Option Description Required? Example
s3_staging_dir S3 location to store Athena query results and metadata Required s3://bucket/dbt/
s3_data_dir Prefix for storing tables, if different from the connection's s3_staging_dir Optional s3://bucket2/dbt/
s3_data_naming How to generate table paths in s3_data_dir Optional schema_table_unique
region_name AWS region of your Athena instance Required eu-west-1
schema Specify the schema (Athena database) to build models into (lowercase only) Required dbt
database Specify the database (Data catalog) to build models into (lowercase only) Required awsdatacatalog
poll_interval Interval in seconds to use for polling the status of query results in Athena Optional 5
aws_profile_name Profile to use from your AWS shared credentials file. Optional my-profile
work_group Identifier of Athena workgroup Optional my-custom-workgroup
num_retries Number of times to retry a failing query Optional 3
lf_tags Default lf tags to apply to any database created by dbt Optional {"origin": "dbt", "team": "analytics"}

Example profiles.yml entry:

athena:
  target: dev
  outputs:
    dev:
      type: athena
      s3_staging_dir: s3://athena-query-results/dbt/
      s3_data_dir: s3://your_s3_bucket/dbt/
      s3_data_naming: schema_table
      region_name: eu-west-1
      schema: dbt
      database: awsdatacatalog
      aws_profile_name: my-profile
      work_group: my-workgroup
      lf_tags:
        origin: dbt
        team: analytics

Additional information

  • threads is supported
  • database and catalog can be used interchangeably

Models

Table Configuration

  • external_location (default=none)
    • If set, the full S3 path in which the table will be saved. (Does not work with Iceberg table).
  • partitioned_by (default=none)
    • An array list of columns by which the table will be partitioned
    • Limited to creation of 100 partitions (currently)
  • bucketed_by (default=none)
    • An array list of columns to bucket data, ignored if using Iceberg
  • bucket_count (default=none)
    • The number of buckets for bucketing your data, ignored if using Iceberg
  • table_type (default='hive')
    • The type of table
    • Supports hive or iceberg
  • format (default='parquet')
    • The data format for the table
    • Supports ORC, PARQUET, AVRO, JSON, TEXTFILE
  • write_compression (default=none)
    • The compression type to use for any storage format that allows compression to be specified. To see which options are available, check out [CREATE TABLE AS][create-table-as]
  • field_delimiter (default=none)
    • Custom field delimiter, for when format is set to TEXTFILE
  • table_properties: table properties to add to the table, valid for Iceberg only
  • lf_tags (default=none)
    • lf tags to associate with the table
    • format: {"tag1": "value1", "tag2": "value2"}
  • lf_tags_columns (default=none)
    • lf tags to associate with the table columns
    • format: {"tag1": {"value1": ["column1": "column2"]}}

Table location

The location in which a table is saved is determined by:

  1. If external_location is defined, that value is used.
  2. If s3_data_dir is defined, the path is determined by that and s3_data_naming
  3. If s3_data_dir is not defined data is stored under s3_staging_dir/tables/

Here all the options available for s3_data_naming:

  • uuid: {s3_data_dir}/{uuid4()}/
  • table_table: {s3_data_dir}/{table}/
  • table_unique: {s3_data_dir}/{table}/{uuid4()}/
  • schema_table: {s3_data_dir}/{schema}/{table}/
  • s3_data_naming=schema_table_unique: {s3_data_dir}/{schema}/{table}/{uuid4()}/

It's possible to set the s3_data_naming globally in the target profile, or overwrite the value in the table config, or setting up the value for groups of model in dbt_project.yml.

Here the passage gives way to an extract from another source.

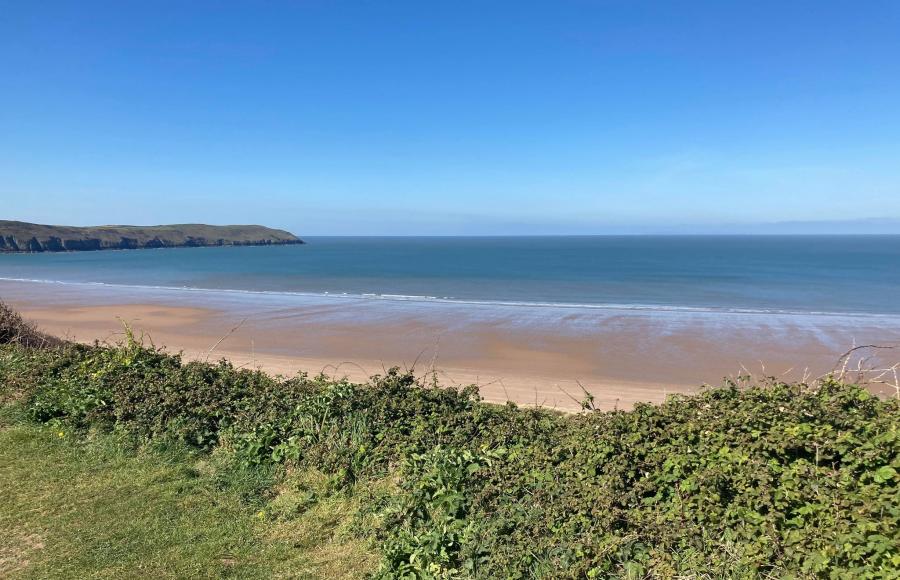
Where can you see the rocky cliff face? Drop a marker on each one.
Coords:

Note: when using a work group with a default output location configured, s3_data_naming and any configured buckets are ignored and the location configured in the work group is used.

Incremental models

Support for incremental models.

These strategies are supported:

  • insert_overwrite (default): The insert overwrite strategy deletes the overlapping partitions from the destination table, and then inserts the new records from the source. This strategy depends on the partitioned_by keyword! If no partitions are defined, dbt will fall back to the append strategy.
  • append: Insert new records without updating, deleting or overwriting any existing data. There might be duplicate data (e.g. great for log or historical data).
  • merge: Conditionally updates, deletes, or inserts rows into an Iceberg table. Used in combination with unique_key. Only available when using Iceberg.

On schema change

on_schema_change is an option to reflect changes of schema in incremental models. The following options are supported:

  • ignore (default)
  • fail
  • append_new_columns
  • sync_all_columns

In detail, please refer to dbt docs.

Iceberg

The adapter supports table materialization for Iceberg.

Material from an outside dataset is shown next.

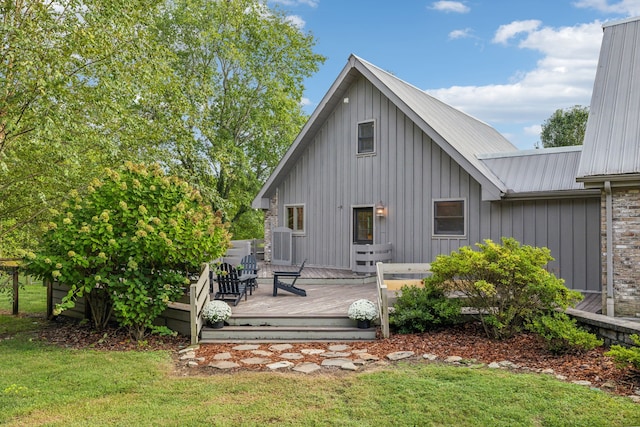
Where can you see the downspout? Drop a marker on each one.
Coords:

To get started just add this as your model:

{{ config(
    materialized='table',
    table_type='iceberg',
    format='parquet',
    partitioned_by=['bucket(user_id, 5)'],
    table_properties={
    	'optimize_rewrite_delete_file_threshold': '2'
    	}
) }}

SELECT
	'A' AS user_id,
	'pi' AS name,
	'active' AS status,
	17.89 AS cost,
	1 AS quantity,
	100000000 AS quantity_big,
	current_date AS my_date

Iceberg supports bucketing as hidden partitions, therefore use the partitioned_by config to add specific bucketing conditions.

Iceberg supports several table formats for data : PARQUET, AVRO and ORC.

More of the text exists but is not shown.